SOUTH SUDAN REFERENDA WILL BE FREE AND TRANSPARENT, GENERAL ASSEMBLY HEARS
27 September - The people of southern Sudan will be able to vote freely and in an atmosphere of transparency during the referenda on the self-determination of the semi-autonomous region in January, the country's Vice President Ali Osman Mohamed Taha told the General Assembly today.
Inhabitants of the south will vote on 9 January next year on whether to secede from Sudan or remain united with the rest of the country, as stipulated under the Comprehensive Peace Agreement (CPA), which formally ended two decades of fighting between the northern-based Government and the Sudan People's Liberation Movement/Army (SPLM/A) in the south.
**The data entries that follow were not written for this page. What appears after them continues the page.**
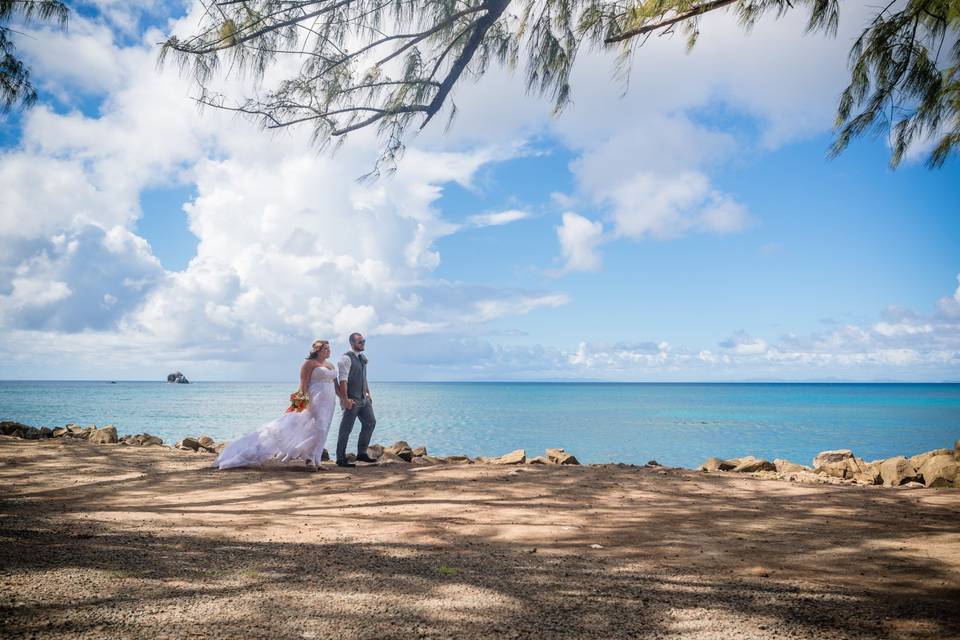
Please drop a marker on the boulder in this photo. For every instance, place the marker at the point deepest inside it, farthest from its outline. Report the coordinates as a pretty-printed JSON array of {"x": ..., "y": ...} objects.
[
  {"x": 106, "y": 435},
  {"x": 559, "y": 456},
  {"x": 391, "y": 458},
  {"x": 785, "y": 466},
  {"x": 82, "y": 433},
  {"x": 941, "y": 471},
  {"x": 143, "y": 440},
  {"x": 897, "y": 471},
  {"x": 750, "y": 464},
  {"x": 835, "y": 469},
  {"x": 868, "y": 473},
  {"x": 10, "y": 428},
  {"x": 836, "y": 455},
  {"x": 189, "y": 444},
  {"x": 519, "y": 456},
  {"x": 917, "y": 461},
  {"x": 716, "y": 464},
  {"x": 400, "y": 449}
]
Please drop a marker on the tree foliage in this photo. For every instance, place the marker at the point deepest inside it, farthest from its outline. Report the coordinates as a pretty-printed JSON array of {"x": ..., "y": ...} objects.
[
  {"x": 16, "y": 87},
  {"x": 392, "y": 64}
]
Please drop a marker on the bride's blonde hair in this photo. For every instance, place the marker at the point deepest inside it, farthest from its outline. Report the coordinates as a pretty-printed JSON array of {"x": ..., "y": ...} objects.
[{"x": 316, "y": 348}]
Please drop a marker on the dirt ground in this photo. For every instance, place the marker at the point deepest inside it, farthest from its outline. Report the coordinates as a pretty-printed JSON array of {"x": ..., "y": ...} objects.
[{"x": 106, "y": 541}]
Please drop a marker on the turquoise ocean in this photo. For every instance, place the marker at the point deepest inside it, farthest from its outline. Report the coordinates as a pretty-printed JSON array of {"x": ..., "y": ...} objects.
[{"x": 676, "y": 424}]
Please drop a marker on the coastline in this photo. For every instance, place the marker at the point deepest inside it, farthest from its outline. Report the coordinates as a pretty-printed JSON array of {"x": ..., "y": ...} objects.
[
  {"x": 938, "y": 468},
  {"x": 113, "y": 541}
]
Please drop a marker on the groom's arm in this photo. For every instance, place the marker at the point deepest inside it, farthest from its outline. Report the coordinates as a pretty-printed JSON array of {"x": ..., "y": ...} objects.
[{"x": 343, "y": 371}]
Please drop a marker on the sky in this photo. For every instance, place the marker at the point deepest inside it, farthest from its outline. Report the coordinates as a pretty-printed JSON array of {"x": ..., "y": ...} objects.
[{"x": 690, "y": 228}]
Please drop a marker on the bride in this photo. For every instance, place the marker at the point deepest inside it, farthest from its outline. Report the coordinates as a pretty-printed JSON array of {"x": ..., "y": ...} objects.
[{"x": 296, "y": 434}]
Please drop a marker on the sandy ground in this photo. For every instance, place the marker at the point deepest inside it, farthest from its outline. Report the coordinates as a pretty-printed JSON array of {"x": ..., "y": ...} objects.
[{"x": 117, "y": 542}]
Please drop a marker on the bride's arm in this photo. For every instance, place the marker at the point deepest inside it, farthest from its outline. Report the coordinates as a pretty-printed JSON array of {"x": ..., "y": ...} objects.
[{"x": 305, "y": 372}]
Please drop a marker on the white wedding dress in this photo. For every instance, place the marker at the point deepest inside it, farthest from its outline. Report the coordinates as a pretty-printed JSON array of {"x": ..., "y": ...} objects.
[{"x": 292, "y": 435}]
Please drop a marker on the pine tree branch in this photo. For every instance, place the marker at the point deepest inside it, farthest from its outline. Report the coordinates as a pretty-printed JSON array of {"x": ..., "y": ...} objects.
[{"x": 700, "y": 10}]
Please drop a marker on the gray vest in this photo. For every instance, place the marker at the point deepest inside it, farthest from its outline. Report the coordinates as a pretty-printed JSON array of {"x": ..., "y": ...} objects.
[{"x": 357, "y": 378}]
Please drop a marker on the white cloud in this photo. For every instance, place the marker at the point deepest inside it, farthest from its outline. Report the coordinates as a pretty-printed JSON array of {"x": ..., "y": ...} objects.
[
  {"x": 579, "y": 239},
  {"x": 498, "y": 218}
]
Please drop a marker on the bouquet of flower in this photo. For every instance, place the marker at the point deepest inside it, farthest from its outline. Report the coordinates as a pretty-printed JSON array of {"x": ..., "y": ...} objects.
[{"x": 298, "y": 401}]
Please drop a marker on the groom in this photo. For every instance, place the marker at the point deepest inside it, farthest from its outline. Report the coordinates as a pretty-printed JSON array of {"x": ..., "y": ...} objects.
[{"x": 355, "y": 401}]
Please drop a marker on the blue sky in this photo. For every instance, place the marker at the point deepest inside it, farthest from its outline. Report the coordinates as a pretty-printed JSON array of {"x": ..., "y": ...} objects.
[{"x": 693, "y": 229}]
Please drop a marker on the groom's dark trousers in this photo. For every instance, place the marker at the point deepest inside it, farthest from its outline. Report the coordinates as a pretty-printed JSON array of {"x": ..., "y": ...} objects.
[{"x": 362, "y": 409}]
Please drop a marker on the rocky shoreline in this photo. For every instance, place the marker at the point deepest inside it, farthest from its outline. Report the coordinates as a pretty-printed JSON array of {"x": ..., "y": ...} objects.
[{"x": 939, "y": 468}]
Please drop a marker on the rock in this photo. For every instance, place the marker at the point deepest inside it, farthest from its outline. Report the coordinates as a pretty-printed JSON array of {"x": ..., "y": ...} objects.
[
  {"x": 835, "y": 455},
  {"x": 400, "y": 449},
  {"x": 519, "y": 456},
  {"x": 190, "y": 444},
  {"x": 835, "y": 469},
  {"x": 750, "y": 464},
  {"x": 106, "y": 435},
  {"x": 917, "y": 461},
  {"x": 560, "y": 456},
  {"x": 716, "y": 464},
  {"x": 868, "y": 473},
  {"x": 144, "y": 440},
  {"x": 785, "y": 466},
  {"x": 940, "y": 471},
  {"x": 10, "y": 428},
  {"x": 390, "y": 458},
  {"x": 897, "y": 471},
  {"x": 912, "y": 485}
]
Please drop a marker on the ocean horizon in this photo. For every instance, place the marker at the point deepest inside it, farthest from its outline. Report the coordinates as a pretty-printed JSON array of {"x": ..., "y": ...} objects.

At the same time, residents of the central area of Abyei will vote separately on whether to retain the region's special administrative status in the north or become part of Bahr el-Ghazal state in the south.
Mr. Taha said southerners will be allowed to exercise their franchise without “coercion or dictation and in an atmosphere of integrity and transparency.”
At a high-level meeting on Sudan, convened by Secretary-General Ban Ki-moon on the margins of the annual general debate of the General Assembly in New York last Friday, world leaders and high-ranking officials renewed their support for the parties to the CPA as they embark on the critical final phase of the agreement – the referenda.
On Darfur, the western region of Sudan where conflict has raged since 2003, Mr. Taha said that the Government was making efforts to restore peace and security in the area, bring about development, resettle internally displaced persons (IDPs) and promote reconciliation between communities.
He said for the peace strategy to succeed, it will require partnership with other States and the joint African Union-UN peacekeeping force in Darfur, known as UNAMID.